Schmerzen und Verfärbungen in Fingern oder Zehen.

Erröten.

Asthma, Kurzatmigkeit, Keuchen.

Magen- und Darmerkrankungen, einschliesslich Entzündung der Magenschleimhaut und des Dickdarms, die Fieber verursachen kann.

Saures Aufstossen.

Schmerzen und Geschwüre im Mundraum.

Gallensteine.

Lebererkrankungen.

Harnblasenerkrankungen.

Brusterkrankungen.

Menstruationsstörungen.

Knochenbrüche.

Seltene Nebenwirkungen

Lymphdrüsenkrebs.

Hepatitis-B-Reaktivierung.

Chronisch entzündlicher Zustand der Lungen.

Lupus-ähnliches Syndrom.

Nierenerkrankungen.

Nebenwirkungen mit unbekannter Häufigkeit

Störung der Produktion von Blutzellen im Knochenmark.

Leukämie.

Wenn Sie Nebenwirkungen bemerken, die hier nicht beschrieben sind, sollten Sie Ihren Arzt oder Apotheker bzw. Ihre Ärztin oder Apothekerin informieren.

Wie soll es aufbewahrt werden?

Das Arzneimittel darf nur bis zu dem auf dem Behälter mit «EXP» bezeichneten Datum verwendet werden.

Aufbewahrung

Im Kühlschrank lagern (2–8 °C).

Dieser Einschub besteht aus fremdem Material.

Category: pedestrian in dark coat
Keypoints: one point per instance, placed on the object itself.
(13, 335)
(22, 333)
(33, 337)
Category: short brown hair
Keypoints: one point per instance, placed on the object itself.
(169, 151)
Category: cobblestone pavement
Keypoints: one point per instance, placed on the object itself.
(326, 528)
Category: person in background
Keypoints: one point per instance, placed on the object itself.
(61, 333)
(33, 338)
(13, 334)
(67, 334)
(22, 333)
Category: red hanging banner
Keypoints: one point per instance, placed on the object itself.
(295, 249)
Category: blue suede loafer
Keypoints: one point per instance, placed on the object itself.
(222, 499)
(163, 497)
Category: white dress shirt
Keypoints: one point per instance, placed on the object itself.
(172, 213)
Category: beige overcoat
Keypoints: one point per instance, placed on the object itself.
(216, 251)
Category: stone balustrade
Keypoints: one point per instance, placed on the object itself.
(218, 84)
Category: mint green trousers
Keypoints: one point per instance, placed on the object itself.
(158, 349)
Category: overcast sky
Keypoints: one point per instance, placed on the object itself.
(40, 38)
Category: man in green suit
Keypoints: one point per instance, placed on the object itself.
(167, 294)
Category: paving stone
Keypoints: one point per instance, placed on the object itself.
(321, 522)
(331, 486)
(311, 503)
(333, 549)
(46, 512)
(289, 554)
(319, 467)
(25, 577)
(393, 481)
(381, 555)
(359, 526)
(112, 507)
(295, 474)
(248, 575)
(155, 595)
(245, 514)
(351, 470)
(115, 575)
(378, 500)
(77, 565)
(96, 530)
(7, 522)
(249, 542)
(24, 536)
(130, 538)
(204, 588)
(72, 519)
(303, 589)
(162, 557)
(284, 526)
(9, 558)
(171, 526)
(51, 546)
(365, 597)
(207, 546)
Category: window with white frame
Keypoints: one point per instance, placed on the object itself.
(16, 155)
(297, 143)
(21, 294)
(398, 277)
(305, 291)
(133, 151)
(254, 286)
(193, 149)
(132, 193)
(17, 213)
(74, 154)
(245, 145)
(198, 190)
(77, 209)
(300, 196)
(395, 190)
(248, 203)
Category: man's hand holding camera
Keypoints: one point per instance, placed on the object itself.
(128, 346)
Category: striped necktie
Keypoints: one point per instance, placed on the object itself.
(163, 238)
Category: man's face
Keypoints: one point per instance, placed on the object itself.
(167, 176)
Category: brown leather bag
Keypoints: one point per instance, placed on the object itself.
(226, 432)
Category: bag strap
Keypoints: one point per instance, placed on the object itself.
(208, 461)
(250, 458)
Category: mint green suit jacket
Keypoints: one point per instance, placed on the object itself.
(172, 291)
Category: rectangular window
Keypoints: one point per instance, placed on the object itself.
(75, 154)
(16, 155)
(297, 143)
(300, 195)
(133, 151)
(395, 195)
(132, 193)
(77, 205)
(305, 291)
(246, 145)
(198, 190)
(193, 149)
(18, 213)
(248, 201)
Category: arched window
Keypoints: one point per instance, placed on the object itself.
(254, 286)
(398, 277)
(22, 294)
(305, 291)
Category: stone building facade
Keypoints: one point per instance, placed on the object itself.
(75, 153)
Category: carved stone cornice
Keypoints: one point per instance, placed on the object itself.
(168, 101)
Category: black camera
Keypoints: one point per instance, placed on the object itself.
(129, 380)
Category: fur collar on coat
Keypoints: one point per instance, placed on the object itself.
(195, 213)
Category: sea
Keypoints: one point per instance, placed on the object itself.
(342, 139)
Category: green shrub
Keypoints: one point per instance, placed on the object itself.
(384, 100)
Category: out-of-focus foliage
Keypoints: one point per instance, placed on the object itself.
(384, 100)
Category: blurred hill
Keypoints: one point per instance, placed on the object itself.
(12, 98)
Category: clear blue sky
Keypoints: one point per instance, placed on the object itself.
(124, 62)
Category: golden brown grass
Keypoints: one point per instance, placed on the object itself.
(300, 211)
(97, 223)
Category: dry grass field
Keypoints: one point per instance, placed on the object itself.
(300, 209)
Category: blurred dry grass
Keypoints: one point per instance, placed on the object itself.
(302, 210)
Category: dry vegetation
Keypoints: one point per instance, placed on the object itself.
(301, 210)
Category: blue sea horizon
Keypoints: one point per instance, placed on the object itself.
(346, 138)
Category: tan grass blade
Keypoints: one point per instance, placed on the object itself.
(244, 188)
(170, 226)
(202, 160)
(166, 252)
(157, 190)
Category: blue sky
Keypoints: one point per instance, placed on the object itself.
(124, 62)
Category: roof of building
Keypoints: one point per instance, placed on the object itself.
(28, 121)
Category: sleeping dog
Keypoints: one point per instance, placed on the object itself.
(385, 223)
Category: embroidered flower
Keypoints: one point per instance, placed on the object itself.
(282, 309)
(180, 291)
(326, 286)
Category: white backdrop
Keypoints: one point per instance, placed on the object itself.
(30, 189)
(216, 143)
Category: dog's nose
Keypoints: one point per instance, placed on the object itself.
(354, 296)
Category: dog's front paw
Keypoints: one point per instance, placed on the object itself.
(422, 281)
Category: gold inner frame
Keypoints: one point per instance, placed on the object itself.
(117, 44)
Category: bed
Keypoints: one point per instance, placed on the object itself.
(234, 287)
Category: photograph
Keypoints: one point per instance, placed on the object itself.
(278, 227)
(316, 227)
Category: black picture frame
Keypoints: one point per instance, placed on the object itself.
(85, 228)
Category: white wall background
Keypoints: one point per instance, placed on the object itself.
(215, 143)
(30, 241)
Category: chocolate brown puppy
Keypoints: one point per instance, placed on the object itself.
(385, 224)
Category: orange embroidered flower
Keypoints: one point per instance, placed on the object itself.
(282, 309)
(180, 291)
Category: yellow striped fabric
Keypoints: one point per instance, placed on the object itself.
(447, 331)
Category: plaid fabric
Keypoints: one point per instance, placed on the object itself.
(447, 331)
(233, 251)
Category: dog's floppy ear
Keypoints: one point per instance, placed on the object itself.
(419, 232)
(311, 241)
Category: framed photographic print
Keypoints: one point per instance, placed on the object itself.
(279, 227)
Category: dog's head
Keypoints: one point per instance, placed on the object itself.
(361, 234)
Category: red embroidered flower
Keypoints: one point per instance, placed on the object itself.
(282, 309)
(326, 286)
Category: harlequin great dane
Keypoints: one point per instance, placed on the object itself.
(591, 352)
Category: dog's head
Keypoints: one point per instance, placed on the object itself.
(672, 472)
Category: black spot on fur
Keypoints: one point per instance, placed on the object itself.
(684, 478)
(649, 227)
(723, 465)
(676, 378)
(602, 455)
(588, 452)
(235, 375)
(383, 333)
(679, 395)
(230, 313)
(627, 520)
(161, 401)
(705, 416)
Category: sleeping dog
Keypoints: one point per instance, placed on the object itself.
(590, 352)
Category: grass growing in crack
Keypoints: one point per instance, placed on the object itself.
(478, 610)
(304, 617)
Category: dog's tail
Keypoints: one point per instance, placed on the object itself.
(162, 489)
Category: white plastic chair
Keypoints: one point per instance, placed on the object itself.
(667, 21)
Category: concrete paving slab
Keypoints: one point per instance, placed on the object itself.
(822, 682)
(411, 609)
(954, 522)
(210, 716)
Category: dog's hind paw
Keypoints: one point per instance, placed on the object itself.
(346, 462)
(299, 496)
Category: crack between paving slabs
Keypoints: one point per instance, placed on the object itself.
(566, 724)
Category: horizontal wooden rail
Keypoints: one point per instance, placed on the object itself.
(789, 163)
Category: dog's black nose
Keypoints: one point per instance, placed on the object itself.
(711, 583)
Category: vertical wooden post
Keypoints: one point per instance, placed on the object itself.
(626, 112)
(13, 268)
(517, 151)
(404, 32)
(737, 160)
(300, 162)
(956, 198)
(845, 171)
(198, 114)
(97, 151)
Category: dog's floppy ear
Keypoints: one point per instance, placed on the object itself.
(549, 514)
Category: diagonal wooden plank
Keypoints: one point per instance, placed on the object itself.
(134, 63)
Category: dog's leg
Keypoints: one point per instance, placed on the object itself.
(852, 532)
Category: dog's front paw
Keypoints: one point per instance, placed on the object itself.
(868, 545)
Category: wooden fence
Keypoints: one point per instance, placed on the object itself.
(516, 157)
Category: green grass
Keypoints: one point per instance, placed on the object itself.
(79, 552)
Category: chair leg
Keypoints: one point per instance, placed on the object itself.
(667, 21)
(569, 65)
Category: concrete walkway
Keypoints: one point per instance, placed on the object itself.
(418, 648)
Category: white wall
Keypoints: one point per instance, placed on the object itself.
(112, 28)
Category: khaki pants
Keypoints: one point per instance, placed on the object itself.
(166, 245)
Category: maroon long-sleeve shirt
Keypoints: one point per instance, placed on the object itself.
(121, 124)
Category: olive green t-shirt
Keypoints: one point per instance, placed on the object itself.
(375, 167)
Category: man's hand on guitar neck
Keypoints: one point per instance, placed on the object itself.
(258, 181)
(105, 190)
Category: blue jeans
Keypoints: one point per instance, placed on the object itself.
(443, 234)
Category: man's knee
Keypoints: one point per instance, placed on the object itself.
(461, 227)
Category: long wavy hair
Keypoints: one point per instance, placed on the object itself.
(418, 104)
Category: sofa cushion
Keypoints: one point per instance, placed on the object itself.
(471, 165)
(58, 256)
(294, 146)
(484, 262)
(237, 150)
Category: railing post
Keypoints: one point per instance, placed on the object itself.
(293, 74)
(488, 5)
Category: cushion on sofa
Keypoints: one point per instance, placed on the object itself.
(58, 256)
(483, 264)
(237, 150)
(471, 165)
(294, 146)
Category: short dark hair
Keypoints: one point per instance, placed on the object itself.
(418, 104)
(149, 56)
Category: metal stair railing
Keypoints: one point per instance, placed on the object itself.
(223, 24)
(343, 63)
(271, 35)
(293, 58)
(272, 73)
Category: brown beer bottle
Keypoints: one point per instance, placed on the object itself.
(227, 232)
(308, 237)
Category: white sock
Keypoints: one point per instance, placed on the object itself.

Nicht einfrieren.

Den vorgefüllten Injektor (Pen, SmartJect) in der Originalpackung lichtgeschützt aufbewahren.

Arzneimittel für Kinder unzugänglich aufbewahren.

Aussehen von Simponi

Die Lösung ist klar bis leicht opalisierend (perlmuttartig-schillernd), farblos bis hellgelb und kann einige wenige durchsichtige oder weisse Proteinpartikel aufweisen. Wenden Sie Simponi nicht an, wenn die Lösung Verfärbungen, eine Trübung oder Fremdpartikel aufweist.

Entsorgung des vorgefüllten Injektors/Pens

Ein leerer oder unbenutzter Pen darf nicht im Haushaltsabfall entsorgt werden. Fragen Sie Ihren Apotheker oder Apothekerin bzw. Arzt oder Ärztin wie das Arzneimittel zu entsorgen ist, wenn Sie es nicht mehr benötigen. Diese Massnahme hilft die Umwelt zu schützen.

Weitere Auskünfte erteilt Ihnen Ihr Arzt oder Apotheker bzw. Ihre Ärztin oder Apothekerin. Diese Personen verfügen über die ausführliche Fachinformation.

Zusätzliche Informationen

In Apotheken gegen ärztliche Verschreibung.

Einzelpackungen mit 1 vorgefüllten Injektor/Pen.